Iraq: Death Toll From ISIS-Claimed Baghdad Bombings Climbs to 213

Baghdad bombings funeral
Iraqi men carry a coffin in the holy Iraqi city of Najaf during a funeral procession for the victims of a suicide bombing that ripped through Baghdad's busy shopping district of Karrada, July 3. Haidar Hamdani/AFP/Getty Images

The death toll from Sunday's suicide car bombing in Baghdad claimed by the Islamic State militant group (ISIS) has risen to 213, according to Iraqi security and medical officials.

The blast struck the capital's Karrada district during the Islamic holy month of Ramadan, which ends this week, targeting shoppers.

The death toll, which officials confirmed to AFP news agency, means the attack was the deadliest in the country for a year and one of the most deadly for a decade.

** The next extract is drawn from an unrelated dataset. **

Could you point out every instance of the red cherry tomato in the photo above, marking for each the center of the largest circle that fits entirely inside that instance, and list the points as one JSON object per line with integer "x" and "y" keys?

ISIS released a statement that claimed responsibility for the attack against the country's Shia population as part of its "ongoing security operations." The radical Islamist group views Shia Muslims to be heretics.

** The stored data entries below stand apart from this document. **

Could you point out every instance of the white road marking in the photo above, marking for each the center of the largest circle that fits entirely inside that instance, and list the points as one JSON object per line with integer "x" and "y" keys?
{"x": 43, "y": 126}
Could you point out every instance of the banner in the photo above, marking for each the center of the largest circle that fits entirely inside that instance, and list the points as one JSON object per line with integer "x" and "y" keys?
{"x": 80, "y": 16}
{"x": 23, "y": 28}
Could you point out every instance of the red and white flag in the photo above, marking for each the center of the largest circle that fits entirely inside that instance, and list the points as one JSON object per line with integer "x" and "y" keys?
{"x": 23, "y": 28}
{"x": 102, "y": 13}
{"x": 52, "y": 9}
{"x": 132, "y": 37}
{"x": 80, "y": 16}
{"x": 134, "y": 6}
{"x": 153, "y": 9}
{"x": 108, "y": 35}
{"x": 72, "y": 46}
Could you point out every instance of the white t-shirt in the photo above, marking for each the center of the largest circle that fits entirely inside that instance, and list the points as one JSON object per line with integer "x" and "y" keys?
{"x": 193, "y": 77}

Prime Minister Haider al-Abadi ordered a new raft of security measures to combat attacks by radical Islamists, with Iraqis growing increasingly dissatisfied with the government's inability to halt such deadly assaults. Upon his visit to the site of the attack on Sunday, angry Iraqis threw rocks and shoes at his security detail.

Abadi ordered new X-ray systems to be placed at the entrances to provinces, with aerial scanning and greater intelligence to combat attacks. Baghdad has focused on strengthening the city's security belt but ISIS has retained the ability to strike the its predominantly Shia districts. In light of the failure to prevent the bombing, Abadi ordered the removal of electronic wand detectors and a bomb-detection service.

The U.S., whose forces withdrew from Iraq in 2011 after almost a decade of war, condemned the attack and said that its military would continue to support officials in Baghdad. "We are in close contact with Iraqi authorities, and stand committed to supporting Iraqi security forces," a statement from State Department spokesman John Kirby read.

Iraqis continued to mourn the loss of loved ones Monday as a three-day period of national remembrance entered its second day. The attack came just weeks after Iraqi security forces, backed by the U.S.-led coalition, liberated the western city of Fallujah from ISIS, advancing plans for an offensive on the northern city of Mosul, the militant group's biggest prize.